FIFTH CIRCUIT HOLDS INSURED’S LATE NOTICE TO INSURER OF APPEALABLE FINAL JUDGMENT IS PREJUDICIAL AS A MATTER OF LAW

Newsbrief

The Fifth Circuit recently concluded that an insured’s delay in notifying its insurer of a claim until after a final judgment was entered, but while it was still appealable, prejudiced the insurer as a matter of law.  In Jamestown Insurance Company, RRG v. Reeder, No. 12-204437 (5th Cir., Jan. 17, 2013), the insured filed suit in 2004 and numerous counterclaims were filed against him.  In the trial that followed, the insured took nothing  on  his  own  claims  but  was  found  liable  to  several  defendants  in  a  March  2008  final judgment.  Notice was finally given to the insurer in November 2010 while the case was in the appellate stages. The Texas Court of Appeals affirmed the judgment against the insured.  But in August 2012, the Texas Supreme Court reversed and rendered a take nothing judgment against the insured.  After notice and during the appeal, the insurer filed this separate declaratory judgment action in federal court.  The federal district court granted summary judgment in favor of the insurer and this appeal followed.

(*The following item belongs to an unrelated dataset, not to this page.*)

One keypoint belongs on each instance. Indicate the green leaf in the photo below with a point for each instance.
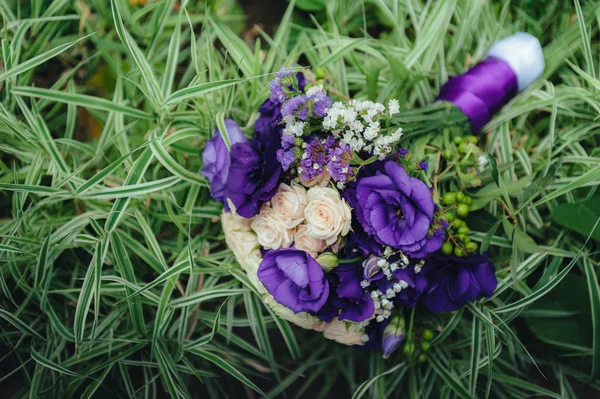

 The Fifth Circuit reviewed Texas law finding that an insured’s failure to notify an insurer of a judgment against them until after it became final and nonappealable, prejudiced the insurer as a matter of law.  They also noted that the Texas Supreme Court had not yet addressed the prejudice issue involving notice of an appealable final judgment.  In this case, the insured did not tender notice to the insurer until fifty-six months after the first counterclaim was filed, and more than thirty-one months after the trial court entered final judgment. After reviewing Texas law involving late notice and prejudice, the court took an Erie guess and held that an insured’s failure to notify its insurer of a final judgment that was still appealable nevertheless prejudiced the insurer as a matter of law.